Some people struggle with it for all their lives. Some people struggle with it for a period of time. But nobody talks about it. Depression is just about as taboo as the death of a baby. I can only talk to you about my struggles with depression. What I did to help myself. Know that I am not a medical doctor, or experienced in the medical field in any capacity.
I never struggled with depression until after the death of my son.
Who I am is a bereaved mother. A mother who experienced the death of one of the greatest loves of her life. A mother who struggled after her son’s death to find any sort of normalcy for herself, her family and her marriage. A mother who suffered from anxiety. A mother who couldn’t sleep. A mother who found herself in the deep pit of depression. Is this the norm for a bereaved parent? Yes, it is.
After Maddux died, my ob-gyn offered to write me a prescription for anything I needed. I politely told her, no, only to be in total despair a few weeks later when she offered again. This time I accepted a prescription for the sleeping pill, Ambien. I remember taking this for about two weeks and really didn’t seem to notice any difference. One night I remember the most (this is pre-Now I Lay Me Down to Sleep), was sitting on the sofa watching a movie with my three older children and having a few glasses of wine. I remember sitting there, looking at them, watching me. The realization hit me, how I grieve, and what I do in this process will affect them and influence them for the rest of their lives.
That was a wake up call for me. I quit taking those sleeping pills.
But it wasn’t until two years later that depression really hit me hard. Trying to sleep at night was the worst. I would wake up in a panic. My mind never shut off. My husband would get mad because I had to have the TV on at all times. I found that by doing so, my mind was focused on what was going on with the television, and not the endless worrisome scenes that played over and over in my head. I could only fall asleep as soon as it started to get light outside. My alarm would wake me an hour later to take my kids to school, maybe throw a load of laundry in the washer, load the dishwasher and immediately return to bed. I would get up an hour before I had to pick up kids to shower, maybe throw that load of laundry into the dryer then grab kids from school and drive them to their activities. I would put a smile on my face and pretend that everything was alright. This would be considered a good day.
My husband had no idea, because he traveled and wasn’t home for weeks, or sometimes months on end. Most days, I just ended up back in bed and rewashed the load of clothes in the washer because it had sat so long it would smell. I wouldn’t answer my phone when people I knew called me. People would ask me why I never answered my phone or called them back, and I always had an excuse. I was busy with NILMDTS, or I was out walking the dogs, or busy with kids and their activity. I would get offensive. Tell them to give me a break. That I was doing everything on my own. This went on for at least 2 years.
It wasn’t until I confided to my friend Rhonda about how my marriage was suffering. I couldn’t sleep and I was suffering from anxiety attacks on a daily basis. She simply asked me why I hadn’t seen a doctor.
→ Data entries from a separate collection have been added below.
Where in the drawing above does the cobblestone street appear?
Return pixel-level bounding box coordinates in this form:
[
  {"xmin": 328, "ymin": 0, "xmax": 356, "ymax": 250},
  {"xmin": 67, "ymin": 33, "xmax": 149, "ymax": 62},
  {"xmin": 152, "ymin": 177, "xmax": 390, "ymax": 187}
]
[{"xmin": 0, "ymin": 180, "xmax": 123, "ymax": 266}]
I think what stood out the most about our conversation that day was her saying, “Cheryl, there is medication available that can help you. Why would you refuse this help?” I didn’t want to take any medication. I told her, “I could do this on my own.” But, I couldn’t. My depression was only getting worse. It took a few conversations with Rhonda, and I finally agreed to see a doctor. I didn’t go back to my ob-gyn, and I didn’t go to a doctor.
I went to a lovely nurse practitioner. She knew me because our daughters went to school together. She took her time to talk to me, asked me questions. She really cared about me and my well-being. She talked about several options and then we decided together which one would be best. I think this is the biggest fear of most bereaved parents. To see a doctor and feel belittled by what we are feeling. I went on Lexapro and immediately started to be able to sleep at night. The simple act of sleeping without waking up in a panic, changed my whole day. I didn’t feel drugged or groggy. I felt good. And after about 1 1/2 years, I was able to quit taking this medication. I have been off of Lexapro for almost 4 years now. My strongest medication now is Tylenol.
Again, this is my story and what I did to help myself. I knew I needed help. I fought getting help for many years. I thought I could do it all on my own. I couldn’t. I reached out. The simple act of reaching out probably saved my marriage. Saved my family. Saved myself.
Don’t let anyone tell you that if you take medication you are weak. But then again, don’t let anyone tell you that you need to be on medication.
Reach out to a friend. Talk to your doctor or in my case, a lovely caring nurse practitioner. Be honest and open. If you need help, ask for help.
Make the best decision for YOU! You are not weak! As a bereaved parent, you become stronger each and every day. But remember, sometimes it’s ok to stop and adjust the weight of the world on your shoulders. Be kind to yourself. Love yourself. Heal yourself.
I want to hear from you. I want to hear about your struggles. What did you do? Did you seek help and support? How did you do it? Who helped you? Did you take medication? For how long? Are you opposed to taking medication? Why?
The stories we share help those who walk this journey behind us. Thank you.